From Sutton and Barto's book Reinforcement Learning (Adaptive Computation and Machine Learning series), the following definition is given for Q-Learning :
I', planning to ask a question in combining the above algorithm with policy gradient learning but I'm struggling to format it correctly with MathJax.
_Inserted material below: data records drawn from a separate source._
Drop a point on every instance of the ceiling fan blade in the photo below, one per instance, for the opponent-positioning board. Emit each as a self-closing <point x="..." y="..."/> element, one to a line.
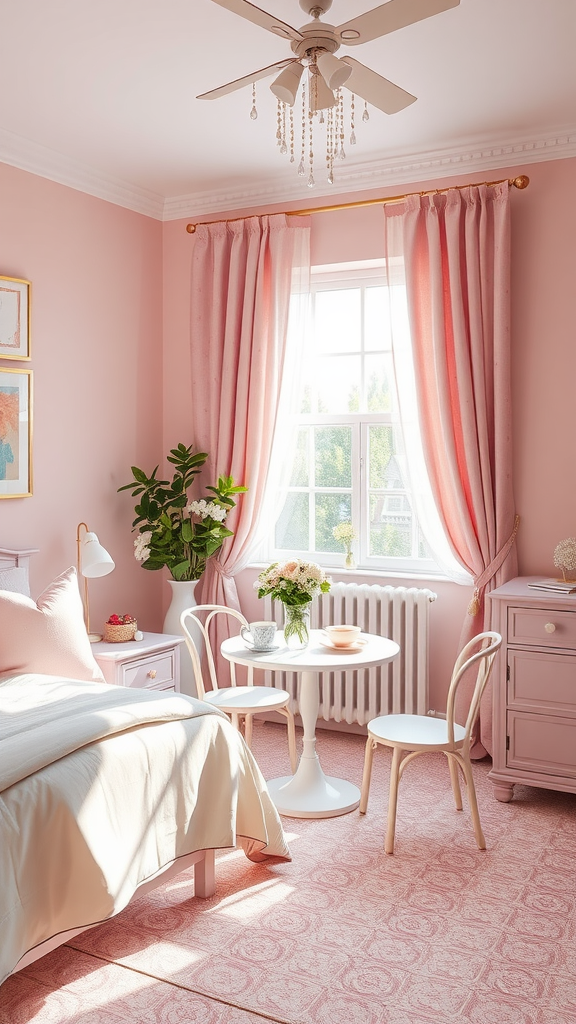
<point x="377" y="90"/>
<point x="261" y="17"/>
<point x="389" y="16"/>
<point x="239" y="83"/>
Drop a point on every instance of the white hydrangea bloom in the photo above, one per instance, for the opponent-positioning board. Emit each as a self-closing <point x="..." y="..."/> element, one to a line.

Here is what I have so far which looks awful in comparison to above algorithm:
$$ Algorithm \hspace{1mm} parameters: step size \hspace{1mm} \alpha \in (0 , 1] , \epsilon > 0 \\ Initialize \hspace{1mm} Q \hspace{1mm} ( s, a ), \ \forall s \in S^+ , a \in A ( s ), arbitrarily \hspace{1mm} except \hspace{1mm} that \hspace{1mm} Q ( terminal , . ) = 0 \\ Loop \hspace{1mm} for \hspace{1mm} each \hspace{1mm} step \hspace{1mm} of \hspace{1mm} episode: \\ Choose \hspace{1mm} A \hspace{1mm} from \hspace{1mm} S \hspace{1mm} using \hspace{1mm} some \hspace{1mm} policy \hspace{1mm} derived \hspace{1mm} from \hspace{1mm} Q (eg \hspace{1mm} \epsilon \hspace{1mm} greedy) $$
Can some pointers in writing out RL algorithms with MathJax be shared ? Ideally can my mathjax code be amended such that it renders the same output as above Q-Learning algorithm (in image) ?
Is mathjax being used in this site or some other math notation rendering library ?